The Continuance of Black Resistance Through The Blues
The creation of the blues was a continuance to the resistance carried in Jubilee Quartets. Although, African Americans were now taking the opportunity to further present themselves to the world, ridding themselves of ignorant stereotypes developed by White Americans. Blues gave blacks the opportunity to differentiate the idea that African Americans had no substance. The platform of free expression facilitated introspection, passion, and intensity – characteristics African-Americans were believed to lack. Blues primarily consisted of a solo female performance or a solo performance accompanied by a pianist or guitarist and was often extemporized. Although, as the genre grew, electric guitars, organs, and horn sections were incorporated This genre differentiated from previous genres as writers focused on human issues and self reflections while instruments involved accented the performer. Popular forms of blues were the “twelve-bar blues”, a stanza produced using the I, IV, and V chords of a given instrument.
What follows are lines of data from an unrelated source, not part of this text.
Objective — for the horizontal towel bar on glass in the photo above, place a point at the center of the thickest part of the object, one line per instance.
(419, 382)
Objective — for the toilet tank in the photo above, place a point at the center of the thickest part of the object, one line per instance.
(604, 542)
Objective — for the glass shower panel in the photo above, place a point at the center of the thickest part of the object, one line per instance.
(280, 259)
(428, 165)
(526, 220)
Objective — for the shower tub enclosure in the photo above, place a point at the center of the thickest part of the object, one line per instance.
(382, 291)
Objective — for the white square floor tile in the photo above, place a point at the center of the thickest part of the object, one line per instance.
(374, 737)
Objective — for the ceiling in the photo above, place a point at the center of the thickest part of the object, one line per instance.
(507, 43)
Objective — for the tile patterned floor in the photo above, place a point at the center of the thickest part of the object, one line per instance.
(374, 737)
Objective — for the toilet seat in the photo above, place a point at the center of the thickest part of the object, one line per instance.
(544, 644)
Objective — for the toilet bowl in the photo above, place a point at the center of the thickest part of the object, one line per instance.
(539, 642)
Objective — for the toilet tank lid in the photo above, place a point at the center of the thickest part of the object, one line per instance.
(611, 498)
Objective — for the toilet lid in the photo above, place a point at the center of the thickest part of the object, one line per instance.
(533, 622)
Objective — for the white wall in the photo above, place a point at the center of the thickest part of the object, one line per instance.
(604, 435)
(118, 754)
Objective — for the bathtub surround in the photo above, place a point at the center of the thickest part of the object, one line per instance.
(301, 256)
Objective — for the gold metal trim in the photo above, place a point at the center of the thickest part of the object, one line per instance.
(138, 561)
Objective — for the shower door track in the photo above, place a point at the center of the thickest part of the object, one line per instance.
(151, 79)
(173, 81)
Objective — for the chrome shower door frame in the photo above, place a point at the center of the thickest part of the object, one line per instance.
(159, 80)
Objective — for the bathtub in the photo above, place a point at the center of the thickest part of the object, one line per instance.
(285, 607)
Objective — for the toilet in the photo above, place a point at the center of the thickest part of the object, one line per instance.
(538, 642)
Mamie Smith was one of the most influential vocalists of this genre as she was the first to record her music commercially. Popular songs “That Thing Called Love” and “Crazy Blues” allowed her ‘vaudeville’ career to flourish in the 1920s. Smith’s exposure enabled many African-American jazz artists to record their music as well. Further advancing the musical presence of blues in the 1940s and 1950s, another musician who called himself Howlin’ Wolf was one of many artists to incorporate the amplified microphone and electric guitar into blues.